Mo, 18. März 2019
13.10.2009 08:31

Plötzliche Einigung

US-Investor kauft 66 Prozent des AMAG-Eigentümers

Der derzeitige Mehrheitseigentümer der AMAG, der Verpackungskonzern Constantia Packaging, wird an den US-amerikanischen Investor One Equity Partners (OEP) verkauft. 66 Prozent der Anteile sollen von dem Investor übernommen werden. Die Kosten dafür liegen bei rund 429 Millionen Euro.

Für den Streubesitz der Constantia Packaging ist – laut ORF Oberösterreich – ein Angebot von 38,67 Euro pro Aktie geplant, teilten die Vertragspartner am Montag in den Abendstunden mit. Die Constantia Packaging will rund 25 Prozent am Unternehmen, zu der auch die oberösterreichische AMAG gehört, behalten.

Vorerst wurde keine genaue Transaktionssumme genannt. Auf Basis von 16,8 Millionen Aktien und der dem Streubesitz gebotenen Summe ergibt sich für die verkauften 66 Prozent ein Verkaufspreis von rund 429 Millionen Euro. Das gesamte Unternehmen wurde damit mit rund 650 Millionen Euro bewertet.

Der Investor deutete bereits an, dass er Constantia Packaging etwas länger behalten will.
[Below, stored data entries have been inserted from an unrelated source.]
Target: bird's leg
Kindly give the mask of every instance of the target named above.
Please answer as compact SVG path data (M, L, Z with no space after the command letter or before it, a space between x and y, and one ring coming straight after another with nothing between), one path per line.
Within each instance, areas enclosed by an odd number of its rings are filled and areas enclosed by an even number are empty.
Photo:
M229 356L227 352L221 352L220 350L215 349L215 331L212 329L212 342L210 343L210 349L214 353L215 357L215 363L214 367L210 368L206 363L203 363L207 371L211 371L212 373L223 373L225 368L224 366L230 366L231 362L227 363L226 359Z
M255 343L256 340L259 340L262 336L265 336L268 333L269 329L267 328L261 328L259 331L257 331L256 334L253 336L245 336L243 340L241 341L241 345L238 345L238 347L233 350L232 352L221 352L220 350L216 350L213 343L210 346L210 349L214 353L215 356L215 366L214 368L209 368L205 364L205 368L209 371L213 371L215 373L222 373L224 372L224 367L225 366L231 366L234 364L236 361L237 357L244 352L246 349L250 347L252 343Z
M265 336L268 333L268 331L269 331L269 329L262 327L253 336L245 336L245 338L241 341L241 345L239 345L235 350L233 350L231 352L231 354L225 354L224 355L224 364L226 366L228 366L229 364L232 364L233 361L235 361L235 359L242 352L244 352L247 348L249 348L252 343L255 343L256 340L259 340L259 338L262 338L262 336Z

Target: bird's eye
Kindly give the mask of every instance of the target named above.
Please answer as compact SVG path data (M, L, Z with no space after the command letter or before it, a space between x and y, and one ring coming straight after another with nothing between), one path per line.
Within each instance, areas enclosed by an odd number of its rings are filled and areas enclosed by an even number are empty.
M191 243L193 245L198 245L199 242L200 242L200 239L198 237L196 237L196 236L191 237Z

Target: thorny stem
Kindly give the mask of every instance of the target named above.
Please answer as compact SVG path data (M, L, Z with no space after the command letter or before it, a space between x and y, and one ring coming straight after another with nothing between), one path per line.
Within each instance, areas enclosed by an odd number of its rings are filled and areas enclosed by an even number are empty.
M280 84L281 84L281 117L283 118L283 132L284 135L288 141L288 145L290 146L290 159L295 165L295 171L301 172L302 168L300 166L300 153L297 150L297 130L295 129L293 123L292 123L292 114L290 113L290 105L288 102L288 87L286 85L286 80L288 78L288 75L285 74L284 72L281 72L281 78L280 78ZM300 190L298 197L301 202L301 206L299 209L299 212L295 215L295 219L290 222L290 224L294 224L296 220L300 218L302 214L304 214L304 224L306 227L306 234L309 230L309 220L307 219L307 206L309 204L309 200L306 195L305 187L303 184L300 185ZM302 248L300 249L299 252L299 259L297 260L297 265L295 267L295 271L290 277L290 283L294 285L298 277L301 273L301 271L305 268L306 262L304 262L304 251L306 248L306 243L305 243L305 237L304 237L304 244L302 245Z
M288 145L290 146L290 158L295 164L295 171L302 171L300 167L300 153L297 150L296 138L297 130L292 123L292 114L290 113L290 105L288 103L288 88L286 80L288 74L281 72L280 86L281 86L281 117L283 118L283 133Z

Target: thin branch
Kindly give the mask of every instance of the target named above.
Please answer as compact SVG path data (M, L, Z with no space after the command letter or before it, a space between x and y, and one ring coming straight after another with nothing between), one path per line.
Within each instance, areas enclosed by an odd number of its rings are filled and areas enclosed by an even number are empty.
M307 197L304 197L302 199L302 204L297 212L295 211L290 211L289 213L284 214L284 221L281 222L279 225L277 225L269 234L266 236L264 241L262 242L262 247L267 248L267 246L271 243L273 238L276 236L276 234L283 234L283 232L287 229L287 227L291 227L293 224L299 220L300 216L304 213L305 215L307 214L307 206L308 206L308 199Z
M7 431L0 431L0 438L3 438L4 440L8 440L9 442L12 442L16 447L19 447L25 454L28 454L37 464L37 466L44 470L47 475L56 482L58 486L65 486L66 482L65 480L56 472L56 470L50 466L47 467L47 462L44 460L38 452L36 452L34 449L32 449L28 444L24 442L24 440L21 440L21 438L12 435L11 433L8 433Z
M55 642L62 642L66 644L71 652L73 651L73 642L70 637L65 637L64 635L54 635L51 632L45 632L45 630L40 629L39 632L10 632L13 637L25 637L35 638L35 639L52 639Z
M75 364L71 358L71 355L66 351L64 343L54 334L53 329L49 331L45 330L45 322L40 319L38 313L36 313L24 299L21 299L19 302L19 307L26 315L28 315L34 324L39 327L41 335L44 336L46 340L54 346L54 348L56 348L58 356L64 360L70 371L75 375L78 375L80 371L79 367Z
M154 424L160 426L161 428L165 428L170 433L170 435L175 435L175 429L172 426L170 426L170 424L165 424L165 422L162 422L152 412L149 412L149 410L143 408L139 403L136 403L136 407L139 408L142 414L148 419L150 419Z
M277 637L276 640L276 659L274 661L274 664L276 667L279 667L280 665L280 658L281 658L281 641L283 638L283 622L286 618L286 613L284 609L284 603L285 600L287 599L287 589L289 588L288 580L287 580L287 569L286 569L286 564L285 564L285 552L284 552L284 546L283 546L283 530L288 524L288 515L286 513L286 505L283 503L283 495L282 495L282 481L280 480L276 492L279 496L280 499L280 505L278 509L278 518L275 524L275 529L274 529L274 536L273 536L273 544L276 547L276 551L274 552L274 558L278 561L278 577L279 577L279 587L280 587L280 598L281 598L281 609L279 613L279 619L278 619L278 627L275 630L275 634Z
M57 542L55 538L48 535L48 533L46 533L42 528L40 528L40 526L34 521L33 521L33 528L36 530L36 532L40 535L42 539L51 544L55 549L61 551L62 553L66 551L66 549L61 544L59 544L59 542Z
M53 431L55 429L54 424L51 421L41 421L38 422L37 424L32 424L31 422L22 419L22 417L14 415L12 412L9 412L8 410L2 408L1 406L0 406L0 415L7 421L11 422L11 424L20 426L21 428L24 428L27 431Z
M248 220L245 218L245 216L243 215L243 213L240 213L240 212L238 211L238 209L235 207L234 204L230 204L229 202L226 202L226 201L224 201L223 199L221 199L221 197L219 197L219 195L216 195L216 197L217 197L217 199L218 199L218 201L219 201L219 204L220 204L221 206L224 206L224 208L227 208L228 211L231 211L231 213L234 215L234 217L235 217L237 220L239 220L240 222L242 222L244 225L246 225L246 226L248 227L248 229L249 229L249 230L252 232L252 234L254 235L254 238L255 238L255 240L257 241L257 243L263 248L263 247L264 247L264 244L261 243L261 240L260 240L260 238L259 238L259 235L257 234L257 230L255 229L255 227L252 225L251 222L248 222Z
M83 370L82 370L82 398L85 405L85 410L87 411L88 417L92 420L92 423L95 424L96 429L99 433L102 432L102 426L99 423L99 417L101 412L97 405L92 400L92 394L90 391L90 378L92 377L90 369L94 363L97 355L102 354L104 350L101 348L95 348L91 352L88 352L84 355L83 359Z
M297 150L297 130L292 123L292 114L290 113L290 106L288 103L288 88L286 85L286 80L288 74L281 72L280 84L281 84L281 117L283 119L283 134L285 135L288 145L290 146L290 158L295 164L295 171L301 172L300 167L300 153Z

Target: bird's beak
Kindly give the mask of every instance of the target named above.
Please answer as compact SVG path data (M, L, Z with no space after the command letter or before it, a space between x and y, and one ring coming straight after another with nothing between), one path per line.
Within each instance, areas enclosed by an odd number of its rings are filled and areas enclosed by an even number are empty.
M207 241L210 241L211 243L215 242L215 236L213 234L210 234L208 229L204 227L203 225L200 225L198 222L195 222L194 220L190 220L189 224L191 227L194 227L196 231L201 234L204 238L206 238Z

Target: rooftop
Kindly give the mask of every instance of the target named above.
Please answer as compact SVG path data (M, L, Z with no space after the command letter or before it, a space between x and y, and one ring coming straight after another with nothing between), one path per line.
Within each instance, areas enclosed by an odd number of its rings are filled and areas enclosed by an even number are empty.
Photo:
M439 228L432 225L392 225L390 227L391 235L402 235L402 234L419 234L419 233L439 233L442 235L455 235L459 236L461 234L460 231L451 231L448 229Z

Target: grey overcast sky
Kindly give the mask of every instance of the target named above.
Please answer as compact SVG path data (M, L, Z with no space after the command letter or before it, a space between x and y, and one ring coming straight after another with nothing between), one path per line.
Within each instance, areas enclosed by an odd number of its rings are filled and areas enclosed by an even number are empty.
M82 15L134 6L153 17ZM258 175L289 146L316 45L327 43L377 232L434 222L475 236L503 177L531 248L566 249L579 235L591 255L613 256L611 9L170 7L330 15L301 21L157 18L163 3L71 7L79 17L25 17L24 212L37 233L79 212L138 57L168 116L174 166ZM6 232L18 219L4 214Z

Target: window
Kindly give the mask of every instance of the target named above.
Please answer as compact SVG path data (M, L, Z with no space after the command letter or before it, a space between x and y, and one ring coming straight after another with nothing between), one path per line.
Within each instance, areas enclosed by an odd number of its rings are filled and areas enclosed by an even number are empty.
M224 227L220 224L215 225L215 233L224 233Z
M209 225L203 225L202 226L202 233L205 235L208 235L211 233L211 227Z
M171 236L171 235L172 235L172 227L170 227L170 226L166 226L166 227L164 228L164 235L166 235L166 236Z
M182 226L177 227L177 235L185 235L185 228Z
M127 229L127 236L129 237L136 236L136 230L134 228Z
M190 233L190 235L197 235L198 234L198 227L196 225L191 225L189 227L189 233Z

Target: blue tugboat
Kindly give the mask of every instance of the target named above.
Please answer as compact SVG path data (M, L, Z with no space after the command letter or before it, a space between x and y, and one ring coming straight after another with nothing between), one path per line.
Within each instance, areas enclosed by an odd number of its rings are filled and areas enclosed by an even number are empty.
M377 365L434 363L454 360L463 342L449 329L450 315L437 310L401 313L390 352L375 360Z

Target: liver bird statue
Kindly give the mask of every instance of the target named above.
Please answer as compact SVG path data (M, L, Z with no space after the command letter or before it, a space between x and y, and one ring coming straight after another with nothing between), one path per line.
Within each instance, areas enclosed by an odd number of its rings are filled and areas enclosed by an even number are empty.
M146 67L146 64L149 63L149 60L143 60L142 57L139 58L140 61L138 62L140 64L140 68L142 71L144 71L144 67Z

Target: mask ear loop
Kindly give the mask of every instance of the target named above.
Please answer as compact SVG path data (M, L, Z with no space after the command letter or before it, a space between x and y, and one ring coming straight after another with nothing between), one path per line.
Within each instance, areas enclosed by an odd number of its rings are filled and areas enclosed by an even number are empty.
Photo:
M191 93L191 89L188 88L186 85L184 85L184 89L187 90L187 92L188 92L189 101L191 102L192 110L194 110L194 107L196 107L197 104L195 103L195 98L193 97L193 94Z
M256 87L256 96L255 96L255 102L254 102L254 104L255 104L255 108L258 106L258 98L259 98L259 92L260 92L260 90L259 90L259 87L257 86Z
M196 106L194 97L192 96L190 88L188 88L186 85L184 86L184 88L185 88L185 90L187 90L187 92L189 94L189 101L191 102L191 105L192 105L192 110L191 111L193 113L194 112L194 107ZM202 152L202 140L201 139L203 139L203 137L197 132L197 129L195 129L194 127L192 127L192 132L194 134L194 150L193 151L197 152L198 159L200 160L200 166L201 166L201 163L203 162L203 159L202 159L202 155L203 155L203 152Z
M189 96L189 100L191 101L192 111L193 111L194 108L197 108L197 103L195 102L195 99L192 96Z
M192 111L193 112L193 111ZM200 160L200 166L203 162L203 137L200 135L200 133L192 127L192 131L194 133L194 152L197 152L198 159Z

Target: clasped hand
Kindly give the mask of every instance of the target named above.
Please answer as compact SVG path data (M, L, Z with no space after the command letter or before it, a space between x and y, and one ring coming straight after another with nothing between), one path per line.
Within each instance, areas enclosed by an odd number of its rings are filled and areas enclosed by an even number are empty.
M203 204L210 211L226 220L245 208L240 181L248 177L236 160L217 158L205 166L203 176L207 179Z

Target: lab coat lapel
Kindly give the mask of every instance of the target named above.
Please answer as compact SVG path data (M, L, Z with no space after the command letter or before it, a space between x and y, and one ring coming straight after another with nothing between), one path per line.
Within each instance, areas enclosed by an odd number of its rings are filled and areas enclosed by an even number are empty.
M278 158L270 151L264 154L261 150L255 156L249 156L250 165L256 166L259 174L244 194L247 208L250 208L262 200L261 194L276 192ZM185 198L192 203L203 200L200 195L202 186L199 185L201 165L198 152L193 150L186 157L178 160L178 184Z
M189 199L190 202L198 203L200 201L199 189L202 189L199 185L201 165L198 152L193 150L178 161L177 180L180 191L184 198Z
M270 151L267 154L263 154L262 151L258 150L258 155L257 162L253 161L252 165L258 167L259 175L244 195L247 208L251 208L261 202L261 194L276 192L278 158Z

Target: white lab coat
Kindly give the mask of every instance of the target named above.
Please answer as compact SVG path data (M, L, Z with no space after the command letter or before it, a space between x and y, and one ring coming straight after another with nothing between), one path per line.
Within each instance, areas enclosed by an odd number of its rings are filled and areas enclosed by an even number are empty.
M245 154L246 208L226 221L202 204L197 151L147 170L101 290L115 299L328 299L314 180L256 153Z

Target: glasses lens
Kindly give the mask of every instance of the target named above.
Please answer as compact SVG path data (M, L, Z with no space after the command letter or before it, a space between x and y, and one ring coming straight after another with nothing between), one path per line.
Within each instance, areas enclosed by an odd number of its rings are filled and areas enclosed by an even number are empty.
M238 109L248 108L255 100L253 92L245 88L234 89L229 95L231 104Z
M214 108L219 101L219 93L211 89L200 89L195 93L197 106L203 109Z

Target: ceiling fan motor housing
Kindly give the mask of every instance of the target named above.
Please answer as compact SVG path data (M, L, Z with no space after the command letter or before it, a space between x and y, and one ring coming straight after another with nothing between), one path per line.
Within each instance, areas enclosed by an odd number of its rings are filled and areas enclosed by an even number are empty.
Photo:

Die Konzernteile Duropack, Constantia Flexibles und AMAG sollen bestehen bleiben.

Zwei Hürden für geplanten Verkauf
Zwei Hürden gibt es noch, die den Verkauf platzen lassen könnten. Die Kartellbehörden müssen noch zustimmen. Und in der Affäre rund um die Immobiliengesellschaft Immofinanz, in die der Verpackungskonzern Constantia Packaging verwickelt ist, gibt es noch keinen Generalvergleich. Dieser soll allerdings jetzt durch den Verkauf an den US-Investor ermöglicht werden.

Ob in der AMAG in Ranshofen alle Arbeitsplätze erhalten bleiben, ist noch unklar. Die Constantia Packaging ist in den Bereichen "Aluminium", Wellpappe" und "Flexible Verpackung" tätig. Rund 7.600 Mitarbeiter stellen in 20 Ländern Rohaluminium, Aluminiumhalbfertigfabrikate sowie Verpackungen aus Aluminium, Kunststoff und Wellpappe her. 2008 erwirtschaftet das Unternehmen einen Umsatz von 2,1 Milliarden Euro.

Teil soll in Oberösterreich bleiben
Der oberösterreichische Landtag wurde am Montagabend von dem Verkauf informiert. Das Land werde sich bemühen, dass 25 Prozent der AMAG in Oberösterreich bleiben. Als wahrscheinlich gilt, dass 15 Prozent an oberösterreichische Banken verkauft werden. Damit bliebe zumindest die Sperrminorität im Lande. Es sei auch denkbar, für die Finanzierung eine Landeshaftung bereitzustellen. Derzeit hält die AMAG-Mitarbeiterstiftung zehn Prozent. Was langfristig nicht von den Mitarbeitern gehalten werden könne, sollte von der ÖIAG übernommen werden.